The Dutch John townsite and its buildings continued to be owned by the Bureau of Reclamation until 1998 when the town was privatized. Buildings were sold to individual landowners, and undeveloped land in the town was transferred to Daggett County. The county later completed a master plan for the Dutch John townsite and has begun offering parcels of land for sale to developers.

In July 2002, the human-caused Mustang Ridge fire burned approximately 22000 acre of pinyon/juniper forest near Dutch John. The fire caused damage to power transmission lines which were supported by wooden poles.

During the peak years of construction activity at Flaming Gorge Dam, as many as 3,500 people lived in Dutch John.

In November 2014, the residents of Dutch John voted overwhelmingly to incorporate into a town. An election was held in June 2015, in which William Rogers was elected mayor; Ryan Kelly, Sandy Kunkel, Harriet Dickerson, and Dave MacDonald were elected as members of the Town Council. They took office, and the incorporation became official in January 2016. In the town's 2021 election, Sandy Kunkel was elected as mayor.

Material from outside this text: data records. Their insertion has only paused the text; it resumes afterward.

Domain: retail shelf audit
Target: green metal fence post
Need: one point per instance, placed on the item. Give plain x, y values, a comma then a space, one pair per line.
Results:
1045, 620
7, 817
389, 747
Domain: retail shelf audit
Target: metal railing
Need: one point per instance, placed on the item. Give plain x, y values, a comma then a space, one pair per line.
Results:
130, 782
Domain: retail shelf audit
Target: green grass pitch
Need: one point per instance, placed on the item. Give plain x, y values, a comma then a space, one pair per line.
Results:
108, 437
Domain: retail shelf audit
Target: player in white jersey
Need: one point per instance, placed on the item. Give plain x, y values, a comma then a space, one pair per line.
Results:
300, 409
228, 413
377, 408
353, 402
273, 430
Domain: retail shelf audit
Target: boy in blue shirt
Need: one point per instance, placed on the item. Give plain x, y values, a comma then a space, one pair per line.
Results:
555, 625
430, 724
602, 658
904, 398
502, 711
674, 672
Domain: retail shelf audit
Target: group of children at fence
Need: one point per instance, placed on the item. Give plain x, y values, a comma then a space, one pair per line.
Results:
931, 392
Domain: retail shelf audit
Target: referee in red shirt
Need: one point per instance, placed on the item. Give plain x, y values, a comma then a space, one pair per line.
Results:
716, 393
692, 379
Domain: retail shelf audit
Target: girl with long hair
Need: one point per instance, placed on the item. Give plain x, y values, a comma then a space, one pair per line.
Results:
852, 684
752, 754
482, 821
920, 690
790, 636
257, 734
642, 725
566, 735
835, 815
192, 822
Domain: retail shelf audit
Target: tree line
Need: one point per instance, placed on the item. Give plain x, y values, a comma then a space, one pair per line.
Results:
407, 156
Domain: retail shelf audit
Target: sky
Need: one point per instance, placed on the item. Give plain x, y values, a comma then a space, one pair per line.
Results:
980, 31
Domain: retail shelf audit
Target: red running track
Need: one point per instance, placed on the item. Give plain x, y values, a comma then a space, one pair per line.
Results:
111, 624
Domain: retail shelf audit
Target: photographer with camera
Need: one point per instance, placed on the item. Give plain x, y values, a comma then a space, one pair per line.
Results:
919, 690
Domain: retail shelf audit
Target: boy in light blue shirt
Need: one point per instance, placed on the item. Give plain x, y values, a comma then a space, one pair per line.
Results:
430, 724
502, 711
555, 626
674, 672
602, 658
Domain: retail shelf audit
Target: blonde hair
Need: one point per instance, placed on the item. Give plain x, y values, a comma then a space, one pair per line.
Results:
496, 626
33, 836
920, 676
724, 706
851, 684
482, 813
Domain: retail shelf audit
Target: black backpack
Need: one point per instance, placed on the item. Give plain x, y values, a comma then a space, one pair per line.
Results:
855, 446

A resort within the town is host to the world's largest fishing fly. It is over three tons in weight and is over 32 feet long.

==Demographics==

As of the census of 2010, there were 145 people living in the CDP. There were 105 housing units. The racial makeup of the town was 97.2% White, 0.7% American Indian and Alaska Native, 1.4% Asian, and 0.7% from two or more races. Hispanic or Latino of any race was 1.4% of the population.

Historical population
| Census | Pop. | Note | %± |
| 2010 | 145 |  | — |
| 2020 | 141 |  | −2.8% |
U.S. Decennial Census

==Climate==
Large seasonal temperature differences typify this climatic region, with warm to hot (and often humid) summers and cold (sometimes severely cold) winters. According to the Köppen Climate Classification system, Dutch John has a humid continental climate, abbreviated "Dfb" on climate maps.